Much ink has been expended in recent years to challenge the popular view of the Middle Ages as a mud-encrusted time of stagnation, ignorance and blind superstition. Medieval Bodies is the latest book to demonstrate how complex, sophisticated and diverse the Medieval era actually was, drawing on several centuries of culture from the post-Roman Empire civilisations of Europe, Byzantium and Islam. Making sense of human anatomy and biology was, to the Medieval mind, indivisible from making sense of the Universe, so Hartnell’s accessible examination of how the human body was regarded in those days provides a window into a rich and colourful system of thought.

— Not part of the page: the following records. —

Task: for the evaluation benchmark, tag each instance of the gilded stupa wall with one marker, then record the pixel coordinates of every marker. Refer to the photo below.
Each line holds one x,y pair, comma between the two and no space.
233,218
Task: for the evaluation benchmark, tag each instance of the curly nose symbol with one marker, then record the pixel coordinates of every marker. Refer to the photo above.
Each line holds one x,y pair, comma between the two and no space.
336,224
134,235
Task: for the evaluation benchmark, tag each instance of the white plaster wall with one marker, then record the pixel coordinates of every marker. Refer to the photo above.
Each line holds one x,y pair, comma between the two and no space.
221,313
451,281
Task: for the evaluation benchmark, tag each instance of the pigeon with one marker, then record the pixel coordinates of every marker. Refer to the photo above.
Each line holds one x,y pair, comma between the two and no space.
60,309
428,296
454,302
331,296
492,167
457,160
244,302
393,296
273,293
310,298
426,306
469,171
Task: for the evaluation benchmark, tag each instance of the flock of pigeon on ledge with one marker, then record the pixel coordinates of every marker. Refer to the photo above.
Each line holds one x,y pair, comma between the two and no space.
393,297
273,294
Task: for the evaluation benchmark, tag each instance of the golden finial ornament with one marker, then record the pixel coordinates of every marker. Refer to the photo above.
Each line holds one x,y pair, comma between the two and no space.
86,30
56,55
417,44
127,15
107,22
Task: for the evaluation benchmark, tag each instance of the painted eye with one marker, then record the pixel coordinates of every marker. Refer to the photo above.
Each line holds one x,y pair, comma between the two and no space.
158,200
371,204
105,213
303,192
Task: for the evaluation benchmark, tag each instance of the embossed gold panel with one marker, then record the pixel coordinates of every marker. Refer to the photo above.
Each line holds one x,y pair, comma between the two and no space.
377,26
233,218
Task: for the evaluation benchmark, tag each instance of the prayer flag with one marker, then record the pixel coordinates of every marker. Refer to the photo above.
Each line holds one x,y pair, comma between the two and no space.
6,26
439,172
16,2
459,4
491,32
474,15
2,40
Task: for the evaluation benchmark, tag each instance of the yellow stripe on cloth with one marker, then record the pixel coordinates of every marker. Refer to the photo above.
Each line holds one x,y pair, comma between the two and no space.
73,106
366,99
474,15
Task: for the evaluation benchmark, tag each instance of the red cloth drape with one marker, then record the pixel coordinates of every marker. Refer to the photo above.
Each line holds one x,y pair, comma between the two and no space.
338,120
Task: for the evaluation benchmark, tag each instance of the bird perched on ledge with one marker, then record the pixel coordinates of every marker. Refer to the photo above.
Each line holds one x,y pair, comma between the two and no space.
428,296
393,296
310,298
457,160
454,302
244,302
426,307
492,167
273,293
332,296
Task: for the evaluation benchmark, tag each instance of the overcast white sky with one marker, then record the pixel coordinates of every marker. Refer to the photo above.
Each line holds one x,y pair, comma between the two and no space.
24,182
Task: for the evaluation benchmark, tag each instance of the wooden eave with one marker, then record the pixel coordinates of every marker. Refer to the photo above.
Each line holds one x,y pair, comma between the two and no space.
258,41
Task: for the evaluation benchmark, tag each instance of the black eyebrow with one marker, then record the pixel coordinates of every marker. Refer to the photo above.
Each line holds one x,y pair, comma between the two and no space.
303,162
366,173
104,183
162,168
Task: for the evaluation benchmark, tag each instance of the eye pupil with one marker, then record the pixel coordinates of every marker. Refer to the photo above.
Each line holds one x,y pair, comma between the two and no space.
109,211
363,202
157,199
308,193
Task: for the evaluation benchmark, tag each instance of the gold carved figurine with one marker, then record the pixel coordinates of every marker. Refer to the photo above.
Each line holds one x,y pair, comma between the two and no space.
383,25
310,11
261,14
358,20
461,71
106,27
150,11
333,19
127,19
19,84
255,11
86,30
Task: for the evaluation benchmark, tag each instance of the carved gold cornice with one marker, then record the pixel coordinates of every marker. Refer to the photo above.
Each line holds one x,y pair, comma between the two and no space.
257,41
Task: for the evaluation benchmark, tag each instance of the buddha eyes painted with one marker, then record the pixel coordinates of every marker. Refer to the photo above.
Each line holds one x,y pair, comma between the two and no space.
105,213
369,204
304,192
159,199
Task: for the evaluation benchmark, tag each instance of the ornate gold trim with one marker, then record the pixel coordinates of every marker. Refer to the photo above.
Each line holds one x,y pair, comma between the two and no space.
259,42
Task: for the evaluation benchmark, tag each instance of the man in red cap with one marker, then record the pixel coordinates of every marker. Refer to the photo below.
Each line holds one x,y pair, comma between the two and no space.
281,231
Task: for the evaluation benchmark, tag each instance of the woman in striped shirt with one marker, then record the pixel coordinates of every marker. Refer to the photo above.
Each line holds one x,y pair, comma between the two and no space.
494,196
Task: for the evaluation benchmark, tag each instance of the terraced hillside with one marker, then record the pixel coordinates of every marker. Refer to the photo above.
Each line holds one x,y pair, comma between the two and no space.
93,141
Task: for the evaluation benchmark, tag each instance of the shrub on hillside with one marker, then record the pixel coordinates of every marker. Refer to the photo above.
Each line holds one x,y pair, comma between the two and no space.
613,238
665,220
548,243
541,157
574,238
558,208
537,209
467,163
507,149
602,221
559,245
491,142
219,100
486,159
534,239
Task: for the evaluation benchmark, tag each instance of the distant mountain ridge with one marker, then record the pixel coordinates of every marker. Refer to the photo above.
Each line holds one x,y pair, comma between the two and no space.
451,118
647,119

Taking the body a chapter at a time from the head to the feet, it branches out into many areas: discussion of the heart, for example, inevitably leads to attitudes towards love, both human and divine. And there are many digressions in this endlessly fascinating book into such bizarre matters as menstrual serpents and court farters.

THE ONLY STORY

Julian Barnes (Vintage, £8.99)

“Would you rather love the more, and suffer the more, or love the less, and suffer the less?” This hypothetical question is Barnes’s way of leading us into his tale of a mismatched love affair. Nineteen-year-old Paul falls in love with married 48-year-old Susan at a suburban tennis club, and the ensuing relationship is the only story Paul reckons is worth telling about his life. Barnes splits the book into three parts, starting with Paul’s account of the beginning of their affair. In the second, Paul is still a relatively young man but Susan is in alcoholic decline. Finally, now alone, he looks back with regret, feeling that the most important part of his life is over. It might seem like Barnes is stepping back into his comfort zone after the ambitious Shostakovich book The Noise of Time, but his facility for writing artfully conceived and executed novels about unfulfilled, disappointed lives has risen to almost unassailable heights.